Analyze gauC metrics

The first reaction is that the AUC index is distorted, because the sorting is personalized, the sorting results between different users are not comparable, different users of the negative sample score may be higher than the positive sample, leading to global AUC index distortion.

For example: Suppose there are two users A and B, each user has 10 goods, 5 of the 10 goods are positive samples, we use A+, A-, B+, B- to represent the positive and negative samples of the two users respectively. In other words, 10 out of 20 items are positive samples. It is assumed that the results predicted by the model are in order of A+, A-, B+ and B-. If the results of the two users are mixed together, the AUC is not very high, because there are 5 positive samples ranked behind, but if you look at it separately, the positive samples of each user are ranked ahead of the negative samples, and the AUC should be 1. Obviously, it is easier to show the model separately, thus eliminating differences among the users themselves.

Considering the difference between each sample of the user, the weight of the sample is generally added to the AUC coefficient, so that the calculation is more reasonable. The premise of the above situation is that the ranking prediction results of the two users interfere with each other, that is, the more concentrated the scores are, the greater the difference between the positive and negative samples among different users is, leading to the seemingly reduced online ranking effect, but the AUC calculation of each user is not disturbed, and the online indicators do not decrease.

We used Ali’s GAUc definition:


The indicators after re-statistics are as follows:


After we found GAUC, diFF decreased, but it was still high at baseline, indicating that GAUC and CTR were also inconsistent.

User score distribution


It can be seen that in the auc distribution, the number of exposure users without clicking increases, and the baseline auc is poor in the auc[0,0.1] interval.

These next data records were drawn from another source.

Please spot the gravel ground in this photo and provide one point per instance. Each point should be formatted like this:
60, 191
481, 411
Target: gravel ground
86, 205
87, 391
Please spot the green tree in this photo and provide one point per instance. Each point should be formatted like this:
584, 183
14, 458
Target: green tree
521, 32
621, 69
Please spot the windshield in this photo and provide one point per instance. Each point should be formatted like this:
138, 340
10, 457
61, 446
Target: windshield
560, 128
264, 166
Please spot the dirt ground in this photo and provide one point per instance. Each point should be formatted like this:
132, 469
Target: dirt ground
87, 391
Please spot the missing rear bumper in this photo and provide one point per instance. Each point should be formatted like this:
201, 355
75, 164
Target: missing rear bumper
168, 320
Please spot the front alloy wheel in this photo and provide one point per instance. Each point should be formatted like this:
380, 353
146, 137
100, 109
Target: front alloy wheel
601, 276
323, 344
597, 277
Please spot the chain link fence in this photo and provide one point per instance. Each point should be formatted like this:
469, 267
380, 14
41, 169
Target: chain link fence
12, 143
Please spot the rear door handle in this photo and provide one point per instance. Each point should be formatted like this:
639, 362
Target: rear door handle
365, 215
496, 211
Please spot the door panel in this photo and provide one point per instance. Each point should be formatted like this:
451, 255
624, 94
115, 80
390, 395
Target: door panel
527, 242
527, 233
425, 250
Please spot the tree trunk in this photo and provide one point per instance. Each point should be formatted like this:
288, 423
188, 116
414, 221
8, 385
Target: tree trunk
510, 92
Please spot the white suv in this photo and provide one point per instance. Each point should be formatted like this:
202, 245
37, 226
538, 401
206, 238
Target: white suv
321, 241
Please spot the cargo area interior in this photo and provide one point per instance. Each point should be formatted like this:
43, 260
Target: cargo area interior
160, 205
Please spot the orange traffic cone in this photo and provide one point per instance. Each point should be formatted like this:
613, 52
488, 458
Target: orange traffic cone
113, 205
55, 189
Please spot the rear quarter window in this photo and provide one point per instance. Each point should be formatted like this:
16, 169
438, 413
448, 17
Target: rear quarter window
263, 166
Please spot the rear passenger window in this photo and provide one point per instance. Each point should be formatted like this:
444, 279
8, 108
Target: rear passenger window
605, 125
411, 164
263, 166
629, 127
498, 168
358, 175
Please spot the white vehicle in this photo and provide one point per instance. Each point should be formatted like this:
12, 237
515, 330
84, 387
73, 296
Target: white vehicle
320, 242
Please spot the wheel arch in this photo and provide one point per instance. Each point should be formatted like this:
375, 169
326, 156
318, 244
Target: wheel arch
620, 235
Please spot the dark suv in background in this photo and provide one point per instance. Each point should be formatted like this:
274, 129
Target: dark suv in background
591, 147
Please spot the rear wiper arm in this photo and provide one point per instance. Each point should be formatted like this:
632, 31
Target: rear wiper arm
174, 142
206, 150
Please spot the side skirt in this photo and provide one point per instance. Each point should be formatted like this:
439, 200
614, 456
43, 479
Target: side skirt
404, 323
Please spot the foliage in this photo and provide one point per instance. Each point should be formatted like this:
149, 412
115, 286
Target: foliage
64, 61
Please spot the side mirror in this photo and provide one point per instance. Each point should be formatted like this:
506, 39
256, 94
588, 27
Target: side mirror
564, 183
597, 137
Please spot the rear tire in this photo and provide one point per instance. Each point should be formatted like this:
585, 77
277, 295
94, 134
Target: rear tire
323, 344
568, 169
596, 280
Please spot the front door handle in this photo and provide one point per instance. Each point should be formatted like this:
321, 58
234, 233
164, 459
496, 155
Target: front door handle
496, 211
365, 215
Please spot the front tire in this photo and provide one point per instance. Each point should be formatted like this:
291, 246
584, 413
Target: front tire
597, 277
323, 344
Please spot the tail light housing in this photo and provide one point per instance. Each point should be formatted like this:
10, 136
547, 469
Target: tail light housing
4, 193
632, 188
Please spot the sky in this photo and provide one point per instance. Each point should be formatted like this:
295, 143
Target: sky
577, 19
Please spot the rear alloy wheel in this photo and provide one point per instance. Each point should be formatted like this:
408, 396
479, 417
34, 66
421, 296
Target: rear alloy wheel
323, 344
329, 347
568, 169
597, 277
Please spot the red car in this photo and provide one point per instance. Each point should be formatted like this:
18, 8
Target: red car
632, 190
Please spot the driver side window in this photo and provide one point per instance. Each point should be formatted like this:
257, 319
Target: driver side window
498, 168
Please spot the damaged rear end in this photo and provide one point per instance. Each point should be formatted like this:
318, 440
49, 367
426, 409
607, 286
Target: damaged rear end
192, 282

Considering the number of users whose AUC is 0, there is not much exposure,

For example, 113 is 0.4%, 139 is (1.2%), and exposure increases by 1.565%, indicating that in addition to exposure, users are more willing to be exposed in the sample with user behavior.

And then we get rid of that sample, and we think about users who click



We can see that the auC prediction of users in the interval [0.6, 1] is closer to the real label distribution than that of baseline users. We believe that the proportion of map wall is higher in users with AUC =0, and the experiment is slightly higher than the baseline. From users with behavioral feedback, AUC was more advantageous in high-segment experiments.

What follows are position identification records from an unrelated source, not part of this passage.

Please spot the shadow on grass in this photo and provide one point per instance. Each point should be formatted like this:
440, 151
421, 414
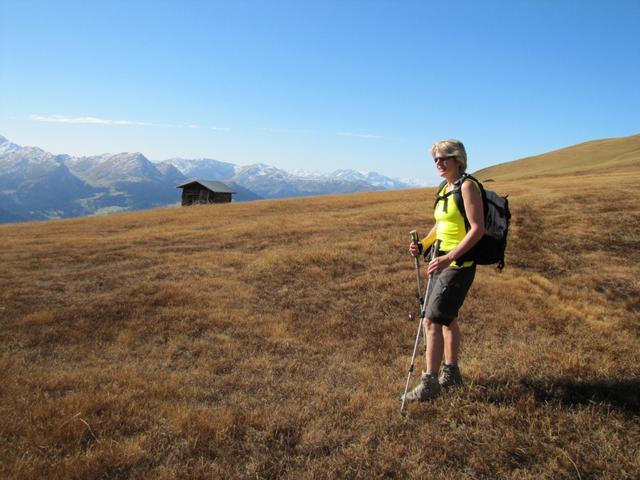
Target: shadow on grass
622, 395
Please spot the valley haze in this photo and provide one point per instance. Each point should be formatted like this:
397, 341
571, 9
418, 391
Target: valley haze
38, 185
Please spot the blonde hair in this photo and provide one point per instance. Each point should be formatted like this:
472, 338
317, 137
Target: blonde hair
451, 148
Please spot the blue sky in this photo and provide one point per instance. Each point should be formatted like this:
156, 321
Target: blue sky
319, 85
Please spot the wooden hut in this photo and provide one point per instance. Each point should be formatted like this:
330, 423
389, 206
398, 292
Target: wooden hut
205, 191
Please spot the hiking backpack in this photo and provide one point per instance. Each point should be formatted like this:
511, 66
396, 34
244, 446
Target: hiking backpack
490, 248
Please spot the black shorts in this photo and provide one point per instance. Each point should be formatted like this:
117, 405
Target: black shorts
448, 291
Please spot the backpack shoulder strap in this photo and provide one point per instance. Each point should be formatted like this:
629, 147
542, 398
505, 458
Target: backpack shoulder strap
458, 196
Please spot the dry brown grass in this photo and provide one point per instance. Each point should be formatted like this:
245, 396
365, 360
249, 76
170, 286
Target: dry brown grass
270, 340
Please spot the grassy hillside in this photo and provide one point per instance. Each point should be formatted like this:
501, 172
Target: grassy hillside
598, 157
271, 340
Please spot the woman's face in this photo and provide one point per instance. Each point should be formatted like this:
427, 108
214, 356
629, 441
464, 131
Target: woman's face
446, 166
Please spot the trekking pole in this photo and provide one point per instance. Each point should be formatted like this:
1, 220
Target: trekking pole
414, 238
423, 309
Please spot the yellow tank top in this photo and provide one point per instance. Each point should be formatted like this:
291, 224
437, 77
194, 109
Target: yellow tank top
451, 229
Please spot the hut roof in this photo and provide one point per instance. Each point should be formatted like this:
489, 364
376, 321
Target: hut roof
213, 185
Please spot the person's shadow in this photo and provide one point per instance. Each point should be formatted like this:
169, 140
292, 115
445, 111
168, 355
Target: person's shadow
622, 395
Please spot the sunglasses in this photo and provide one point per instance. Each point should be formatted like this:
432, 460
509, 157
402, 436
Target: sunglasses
443, 159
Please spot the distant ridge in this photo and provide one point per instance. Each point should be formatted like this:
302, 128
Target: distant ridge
592, 157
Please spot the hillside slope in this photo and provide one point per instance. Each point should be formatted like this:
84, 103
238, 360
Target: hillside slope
595, 157
271, 340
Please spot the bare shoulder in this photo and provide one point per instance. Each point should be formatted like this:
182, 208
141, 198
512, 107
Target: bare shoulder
470, 188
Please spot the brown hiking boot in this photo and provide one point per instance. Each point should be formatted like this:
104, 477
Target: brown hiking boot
427, 389
450, 376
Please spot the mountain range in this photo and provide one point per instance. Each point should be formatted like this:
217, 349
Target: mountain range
38, 185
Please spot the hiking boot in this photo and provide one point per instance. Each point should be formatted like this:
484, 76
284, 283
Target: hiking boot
427, 389
450, 376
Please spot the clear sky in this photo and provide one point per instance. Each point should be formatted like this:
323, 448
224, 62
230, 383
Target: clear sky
318, 85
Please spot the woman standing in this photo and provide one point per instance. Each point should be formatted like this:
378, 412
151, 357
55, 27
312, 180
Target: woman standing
450, 279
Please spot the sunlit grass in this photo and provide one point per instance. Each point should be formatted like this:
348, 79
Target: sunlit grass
271, 339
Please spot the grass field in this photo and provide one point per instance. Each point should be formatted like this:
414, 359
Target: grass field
270, 339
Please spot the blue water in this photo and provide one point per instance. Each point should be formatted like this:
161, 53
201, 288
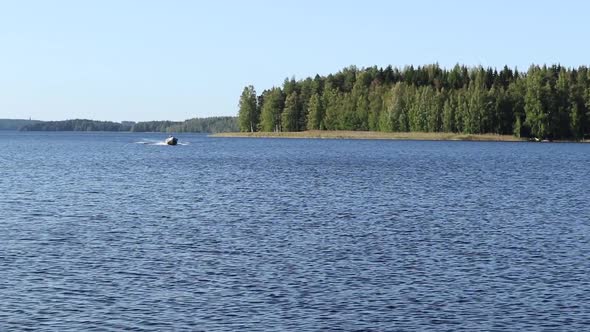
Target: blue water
104, 231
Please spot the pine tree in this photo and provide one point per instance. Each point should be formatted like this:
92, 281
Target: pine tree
248, 116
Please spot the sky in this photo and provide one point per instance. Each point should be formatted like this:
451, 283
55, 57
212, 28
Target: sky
141, 60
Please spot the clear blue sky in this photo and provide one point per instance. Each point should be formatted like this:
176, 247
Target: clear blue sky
170, 59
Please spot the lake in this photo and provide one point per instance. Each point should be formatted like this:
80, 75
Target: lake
113, 231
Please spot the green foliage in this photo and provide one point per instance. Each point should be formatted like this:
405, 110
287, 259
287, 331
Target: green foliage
545, 102
272, 107
316, 113
248, 116
290, 115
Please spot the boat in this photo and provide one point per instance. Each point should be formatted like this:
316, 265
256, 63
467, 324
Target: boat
171, 140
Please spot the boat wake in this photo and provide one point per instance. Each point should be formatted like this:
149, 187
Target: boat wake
157, 142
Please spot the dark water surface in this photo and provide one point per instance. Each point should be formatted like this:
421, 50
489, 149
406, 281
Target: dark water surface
100, 232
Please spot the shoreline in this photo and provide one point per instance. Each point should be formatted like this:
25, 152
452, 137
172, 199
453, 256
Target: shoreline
337, 134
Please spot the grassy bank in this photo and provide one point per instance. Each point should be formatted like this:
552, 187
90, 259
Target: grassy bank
376, 135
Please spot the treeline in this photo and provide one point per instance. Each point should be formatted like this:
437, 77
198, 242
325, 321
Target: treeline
196, 125
15, 124
543, 102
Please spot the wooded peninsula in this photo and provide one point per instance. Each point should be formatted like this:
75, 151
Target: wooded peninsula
545, 102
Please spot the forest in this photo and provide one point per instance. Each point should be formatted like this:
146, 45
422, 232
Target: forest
195, 125
545, 102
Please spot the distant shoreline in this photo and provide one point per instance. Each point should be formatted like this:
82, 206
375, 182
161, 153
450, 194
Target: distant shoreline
336, 134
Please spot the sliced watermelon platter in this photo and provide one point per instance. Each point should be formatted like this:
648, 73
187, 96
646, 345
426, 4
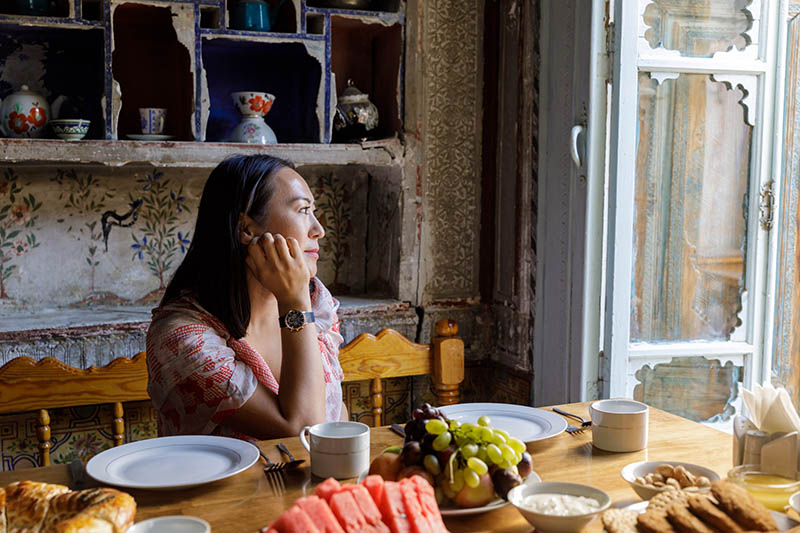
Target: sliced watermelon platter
372, 506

User AUC calculation instructions


In the figure above, we selected 5 users whose auC was similar at baseline to that of the experimental single user, but differed greatly between the experimental and baseline auC after combining the samples of both users. This indicates that there is a large gap between the distribution of experimental and baseline model scores, and gauC alone does not explain the problem.

By sampling each user’s predicted product score under one browsing path, we found that the baseline and experimental slopes were different, which meant that the situation described above was more likely to occur.

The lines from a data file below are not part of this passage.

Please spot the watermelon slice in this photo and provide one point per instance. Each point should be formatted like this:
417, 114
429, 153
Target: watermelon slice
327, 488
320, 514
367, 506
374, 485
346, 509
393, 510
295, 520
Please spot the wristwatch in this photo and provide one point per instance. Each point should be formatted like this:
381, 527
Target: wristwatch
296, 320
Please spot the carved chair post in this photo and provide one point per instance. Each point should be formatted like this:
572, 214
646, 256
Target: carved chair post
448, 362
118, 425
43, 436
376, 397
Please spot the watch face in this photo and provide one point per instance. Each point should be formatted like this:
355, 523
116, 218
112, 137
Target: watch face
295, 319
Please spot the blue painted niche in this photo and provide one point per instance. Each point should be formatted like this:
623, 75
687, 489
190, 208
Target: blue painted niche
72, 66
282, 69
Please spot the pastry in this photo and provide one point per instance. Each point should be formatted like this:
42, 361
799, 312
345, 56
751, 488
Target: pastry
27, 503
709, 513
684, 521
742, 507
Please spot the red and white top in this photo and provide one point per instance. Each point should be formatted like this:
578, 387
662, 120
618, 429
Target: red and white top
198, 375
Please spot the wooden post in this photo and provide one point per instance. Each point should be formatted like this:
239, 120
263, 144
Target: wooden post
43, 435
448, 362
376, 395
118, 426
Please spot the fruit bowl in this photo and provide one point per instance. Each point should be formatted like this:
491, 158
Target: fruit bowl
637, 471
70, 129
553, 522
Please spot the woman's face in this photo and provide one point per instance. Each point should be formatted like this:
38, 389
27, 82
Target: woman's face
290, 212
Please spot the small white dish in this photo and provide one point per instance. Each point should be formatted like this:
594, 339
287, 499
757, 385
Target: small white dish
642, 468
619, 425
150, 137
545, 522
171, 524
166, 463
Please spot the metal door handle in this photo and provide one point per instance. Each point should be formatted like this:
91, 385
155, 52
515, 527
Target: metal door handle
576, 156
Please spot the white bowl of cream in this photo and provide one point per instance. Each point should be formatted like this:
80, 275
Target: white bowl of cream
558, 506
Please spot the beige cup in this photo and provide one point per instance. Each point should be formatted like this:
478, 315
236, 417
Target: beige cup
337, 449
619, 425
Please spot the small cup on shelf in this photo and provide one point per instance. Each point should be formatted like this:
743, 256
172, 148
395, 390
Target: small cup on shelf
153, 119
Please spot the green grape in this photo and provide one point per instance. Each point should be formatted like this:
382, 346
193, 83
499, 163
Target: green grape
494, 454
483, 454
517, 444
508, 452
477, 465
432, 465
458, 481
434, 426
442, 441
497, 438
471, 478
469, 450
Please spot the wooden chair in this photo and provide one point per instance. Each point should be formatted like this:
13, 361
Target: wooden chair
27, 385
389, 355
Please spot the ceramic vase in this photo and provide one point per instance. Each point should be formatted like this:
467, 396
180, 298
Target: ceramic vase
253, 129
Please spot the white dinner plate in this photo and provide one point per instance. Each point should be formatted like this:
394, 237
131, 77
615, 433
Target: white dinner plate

We found that the baseline model showed significant differentiation in score prediction.

conclusion

As the baseline is a large-scale discrete model with features of 0 and 1, it leads to large diff of personalized hit and miss score. As the depth model is based on embedding, the score changes more evenly in the calculation of individalization, leading to more similar and indistishable samples in the sample set. The sample distribution of the two changes dramatically. As a result, AUC is not comparable and GAUC can only be referenced.

When the model changes dramatically, many unexpected problems arise, and in-depth analysis leads to a better understanding of the model and data.